Senior Health

During the COVID-19 lockdown, most of us are imbibing more alcohol than usual (and perhaps even binge drinking) – whether to help handle the stress or just to offer some variety in the repetitiveness of our days (at least that’s my excuse!).

While polishing off almost a bottle of wine in one sitting is hopefully a temporary condition for the majority of folks, surprisingly one in 10 people over the age of 65 is involved in binge drinking (defined as five or more drinks at a time for men and four or more for women) on a regular basis. And although heavy drinking isn’t ever a good thing, there are far greater consequences as we age!
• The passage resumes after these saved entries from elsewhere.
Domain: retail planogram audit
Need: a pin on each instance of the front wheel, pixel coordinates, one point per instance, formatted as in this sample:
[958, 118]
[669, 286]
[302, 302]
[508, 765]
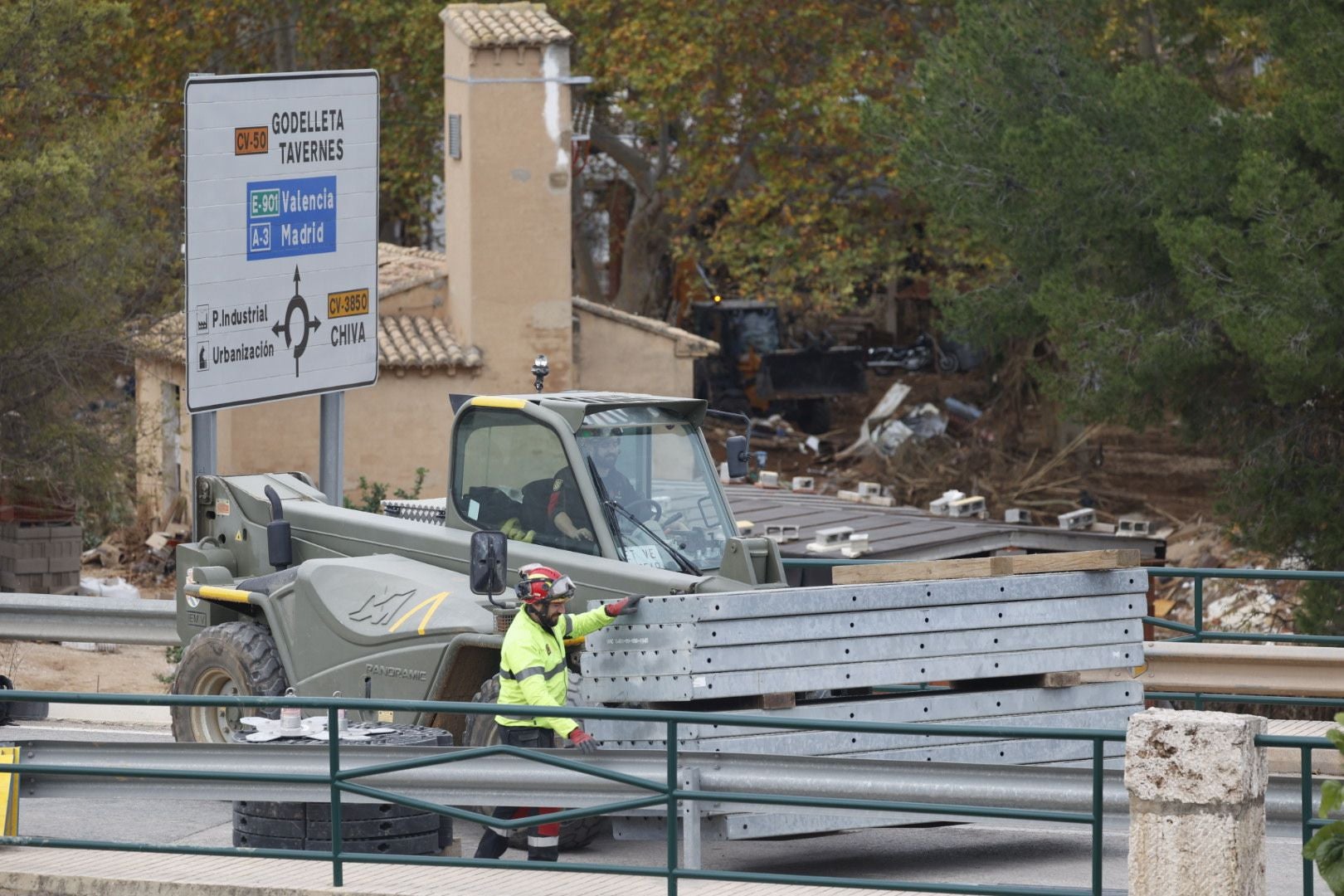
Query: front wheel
[483, 731]
[226, 660]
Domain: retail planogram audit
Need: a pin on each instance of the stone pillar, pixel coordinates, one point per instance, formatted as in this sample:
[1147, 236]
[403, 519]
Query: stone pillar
[1196, 804]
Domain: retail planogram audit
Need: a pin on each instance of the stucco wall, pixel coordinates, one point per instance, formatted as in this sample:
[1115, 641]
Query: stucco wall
[615, 356]
[507, 208]
[390, 430]
[158, 383]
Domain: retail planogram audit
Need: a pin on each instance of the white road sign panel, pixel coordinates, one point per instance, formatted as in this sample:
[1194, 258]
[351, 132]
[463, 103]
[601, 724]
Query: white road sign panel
[281, 236]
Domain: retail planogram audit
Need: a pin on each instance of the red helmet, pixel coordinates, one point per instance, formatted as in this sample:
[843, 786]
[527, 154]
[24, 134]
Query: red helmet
[541, 585]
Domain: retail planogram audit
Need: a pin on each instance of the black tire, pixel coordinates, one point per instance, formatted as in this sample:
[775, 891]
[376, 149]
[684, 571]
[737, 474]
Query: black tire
[230, 659]
[483, 731]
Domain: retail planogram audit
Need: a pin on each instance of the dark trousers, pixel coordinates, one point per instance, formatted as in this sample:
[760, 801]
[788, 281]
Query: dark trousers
[543, 841]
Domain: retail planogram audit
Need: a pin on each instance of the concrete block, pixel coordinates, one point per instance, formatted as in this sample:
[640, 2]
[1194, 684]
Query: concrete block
[1196, 804]
[1195, 758]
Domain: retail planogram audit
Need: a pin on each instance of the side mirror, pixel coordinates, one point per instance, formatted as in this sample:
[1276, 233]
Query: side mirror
[489, 555]
[737, 446]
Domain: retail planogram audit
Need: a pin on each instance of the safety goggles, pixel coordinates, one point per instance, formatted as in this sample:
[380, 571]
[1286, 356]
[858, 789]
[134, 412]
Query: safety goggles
[562, 589]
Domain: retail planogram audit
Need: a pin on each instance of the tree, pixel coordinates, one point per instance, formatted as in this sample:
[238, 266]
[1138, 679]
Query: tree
[1161, 182]
[85, 249]
[737, 128]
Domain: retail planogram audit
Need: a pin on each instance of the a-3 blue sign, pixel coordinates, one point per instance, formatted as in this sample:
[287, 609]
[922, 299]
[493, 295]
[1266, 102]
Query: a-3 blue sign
[295, 217]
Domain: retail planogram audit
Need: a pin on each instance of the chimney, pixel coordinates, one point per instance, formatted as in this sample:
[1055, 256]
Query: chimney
[507, 188]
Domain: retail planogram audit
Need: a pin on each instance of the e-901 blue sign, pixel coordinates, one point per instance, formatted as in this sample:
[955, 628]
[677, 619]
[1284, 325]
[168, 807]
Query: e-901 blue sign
[290, 218]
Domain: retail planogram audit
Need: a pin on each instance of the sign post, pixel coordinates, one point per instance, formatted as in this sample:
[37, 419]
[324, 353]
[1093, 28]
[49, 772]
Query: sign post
[281, 180]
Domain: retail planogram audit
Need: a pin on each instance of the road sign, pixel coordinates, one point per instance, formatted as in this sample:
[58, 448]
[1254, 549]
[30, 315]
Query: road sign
[281, 236]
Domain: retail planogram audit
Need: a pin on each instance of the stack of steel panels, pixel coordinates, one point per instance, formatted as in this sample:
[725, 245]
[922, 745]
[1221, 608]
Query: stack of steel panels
[689, 648]
[718, 649]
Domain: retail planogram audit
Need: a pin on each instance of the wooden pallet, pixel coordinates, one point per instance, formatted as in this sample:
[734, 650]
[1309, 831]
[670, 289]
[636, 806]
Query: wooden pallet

Here’s why:

1. Quicker Buzz

The older we get, our body processes alcohol differently due to slower circulation and less muscle mass, meaning we may feel woozy with fewer drinks. This inebriated state may lead to impaired judgment, coordination, balance and reaction time, increasing our risk for falls, household accidents and car crashes.

2. Chronic Conditions

Regular heavy drinking can exacerbate chronic illnesses such as hypertension, osteoporosis, diabetes and ulcers.

3. Drug Interactions

Alcohol can make blood pressure meds less effective, sedatives more potent, and the effects of blood thinners greater, magnifying the risk of serious bleeding.

4. Memory Issues

Heavy drinking can cause a state of confusion and forgetfulness, which may be mistaken for dementia. It can also cause us to forget to take our medications.

5. Poor Sleep Quality

While a few drinks may help us fall asleep more quickly, those drinks may actually diminish the overall quality of our sleep, causing us to wake up during the night or feel less rested.

Drink responsibly isn’t just an admonition for the young. It’s good advice at any age!